My following on that platform grew from 400 connections to over 103,000 followers. LinkedIn supported my writing, and I have been part of their Top Voice program since its inception. Almost as soon as that happened, I started getting asked to speak at events. I’ve done that for the past 11 years, including most recently at Utah Tech Week.
To put it bluntly, when I talk about LinkedIn, people want to know one thing: How do I become like you?
There is only one answer: To be a thought leader, you’ve got to have thoughts that lead people.
You’ve got to be brave, bold and original. You’ve got to be willing to lose followers, not constantly wondering how you can gain them.
Saying the quiet part out loud
When I worked as a communications consultant in St. Louis, Missouri, I occasionally teamed up with a friend, Pat, who taught at the university. Our bios and résumés were very similar. There was only one major difference between us: He is Black. I am white.
When I would meet with a potential client in the banking sector, I would wear my suit and play the role of the trustworthy, blue-eyed white guy from Utah. But when I would visit my blue-collar clients, I would ditch the suit and roll my sleeves up, letting my heavily tattooed arms say what my mouth didn’t need to: I am not really a fancy consultant with a graduate degree.
With my sleeves rolled up, I am just one of the boys.
That flexibility wasn’t possible for Pat. He had to be suited up all the time. If he showed his arm tattoos, people would make assumptions about him that they would never make about me.
Pat couldn’t adjust his identity based on the potential client in front of him, which robbed him of a trick all effective salespeople use: the ability to convey a message that says, “Despite what you see, I’m really just like you.”
Pat couldn’t be several different things to several different clients. He could be one thing and one thing only: the “good” Black.
I could be whatever my clients needed me to be. Pat could only be what his clients expected him to be.
Seeing that reality with my own eyes led me to write “The Difference Between Me and My Black Friend Like Me.” The article received several thousand likes and a few hundred comments, most of which were positive.
I didn’t talk about the term “privilege” as a concept. I simply pointed out the reality: I can roll up my sleeves and show my tattoos to help land or keep a client. My friend can’t — because he is Black.
He is forever judged by an entirely different and deeply unfair standard.
Being a blue-eyed white guy from Utah writing about race in St. Louis takes guts. It also takes being slightly crazy, but there is a difference between “crazy crazy” and a term I like to call “the good kind of crazy.”
Do you want to be a thought leader? Be the good kind of crazy.
Step up. Speak up. Shout, if that’s what it takes.
Don’t worry about keywords or hashtags. You can’t keyword your way to having a voice that matters. What you can do is use your platform — whether it’s LinkedIn, your church, your work or the time you spend with your kids before they go to bed at night — to stand up and speak the truth.
Leave the political narratives behind. Don’t let a politician tell you something doesn’t exist when you can see it right in front of your own eyes.

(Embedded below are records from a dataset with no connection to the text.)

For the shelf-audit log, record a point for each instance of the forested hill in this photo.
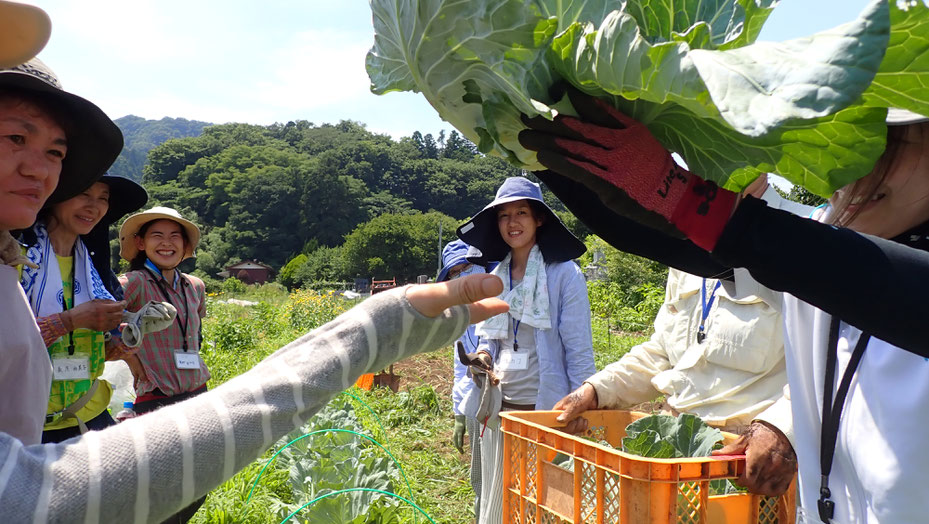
(142, 135)
(275, 192)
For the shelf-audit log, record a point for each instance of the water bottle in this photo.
(127, 412)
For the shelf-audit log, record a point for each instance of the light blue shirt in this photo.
(463, 383)
(565, 352)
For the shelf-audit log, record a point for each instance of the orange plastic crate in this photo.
(609, 486)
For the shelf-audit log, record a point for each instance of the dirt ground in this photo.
(434, 369)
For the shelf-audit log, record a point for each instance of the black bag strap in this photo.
(832, 412)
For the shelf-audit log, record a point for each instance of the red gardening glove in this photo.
(606, 150)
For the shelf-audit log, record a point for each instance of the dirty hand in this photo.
(577, 402)
(458, 433)
(619, 159)
(135, 367)
(770, 461)
(152, 317)
(97, 315)
(478, 292)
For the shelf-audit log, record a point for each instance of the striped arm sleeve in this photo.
(147, 468)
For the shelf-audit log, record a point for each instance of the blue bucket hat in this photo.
(554, 239)
(453, 254)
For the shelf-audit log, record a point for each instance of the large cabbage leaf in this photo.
(690, 70)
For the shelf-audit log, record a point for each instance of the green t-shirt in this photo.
(86, 342)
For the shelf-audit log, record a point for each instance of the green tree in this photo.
(323, 264)
(402, 246)
(631, 275)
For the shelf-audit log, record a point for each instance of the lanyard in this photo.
(515, 322)
(64, 305)
(701, 332)
(832, 412)
(164, 291)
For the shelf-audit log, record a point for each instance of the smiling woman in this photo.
(170, 368)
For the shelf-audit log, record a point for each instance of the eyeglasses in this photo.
(456, 271)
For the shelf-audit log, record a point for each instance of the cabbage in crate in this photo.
(691, 71)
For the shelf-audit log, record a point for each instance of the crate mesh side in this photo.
(531, 469)
(597, 433)
(610, 497)
(514, 508)
(550, 518)
(588, 490)
(531, 513)
(688, 503)
(514, 459)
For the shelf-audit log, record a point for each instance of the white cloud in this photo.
(315, 69)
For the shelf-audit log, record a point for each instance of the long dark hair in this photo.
(865, 188)
(138, 262)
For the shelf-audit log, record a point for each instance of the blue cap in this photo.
(453, 254)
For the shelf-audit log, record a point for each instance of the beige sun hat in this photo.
(903, 117)
(24, 31)
(129, 229)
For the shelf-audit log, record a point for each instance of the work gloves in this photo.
(152, 317)
(618, 159)
(458, 433)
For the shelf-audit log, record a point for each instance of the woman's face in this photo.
(517, 224)
(78, 215)
(32, 149)
(901, 201)
(163, 243)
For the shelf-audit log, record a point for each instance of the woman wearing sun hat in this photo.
(545, 338)
(44, 157)
(155, 242)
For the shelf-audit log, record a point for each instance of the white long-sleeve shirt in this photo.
(735, 376)
(147, 468)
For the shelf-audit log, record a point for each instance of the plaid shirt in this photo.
(157, 349)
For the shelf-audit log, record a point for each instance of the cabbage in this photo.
(810, 109)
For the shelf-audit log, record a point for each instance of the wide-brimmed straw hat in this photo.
(903, 117)
(126, 196)
(129, 229)
(24, 31)
(94, 141)
(556, 242)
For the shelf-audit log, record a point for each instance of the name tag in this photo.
(186, 359)
(513, 360)
(72, 367)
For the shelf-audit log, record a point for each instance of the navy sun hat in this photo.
(94, 141)
(453, 254)
(554, 239)
(903, 117)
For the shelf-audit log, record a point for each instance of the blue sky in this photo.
(266, 61)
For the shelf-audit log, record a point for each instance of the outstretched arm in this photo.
(151, 466)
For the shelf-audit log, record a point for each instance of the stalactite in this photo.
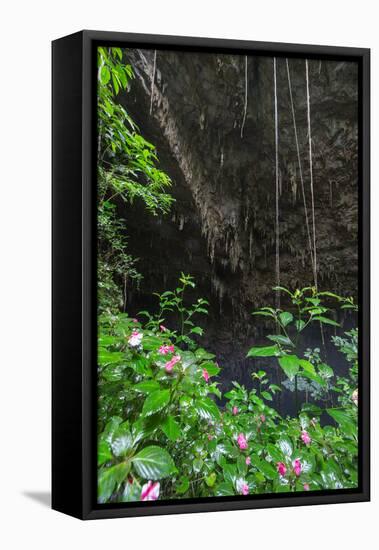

I didn’t want to debate white privilege. I simply wanted to speak up for my friend who can’t even roll up his sleeves — much less call out the same business community that forced him to keep his sleeves rolled down.
Let your courage do the talking
Right now, some of the most vulnerable people in your community are getting absolutely crushed solely for the sake of political narratives.
If reading that makes you angry at me, that’s fine. I didn’t write this article to gain more followers. I wrote this because, despite how overused the term is, we need actual thought leaders. We need more people who will use their platforms — no matter how small — to stand up for people who can’t stand up for themselves.
If that’s not your thing, that’s OK. But please, spare us the millionth post on AI written by ChatGPT. Leave the leadership — thought or otherwise — to people who are willing to lose followers if it means doing and saying the right thing.
When you do that, you don’t need to worry about hashtags. Real leaders are too busy to think about those things anyway. Instead, they let their courage do the talking.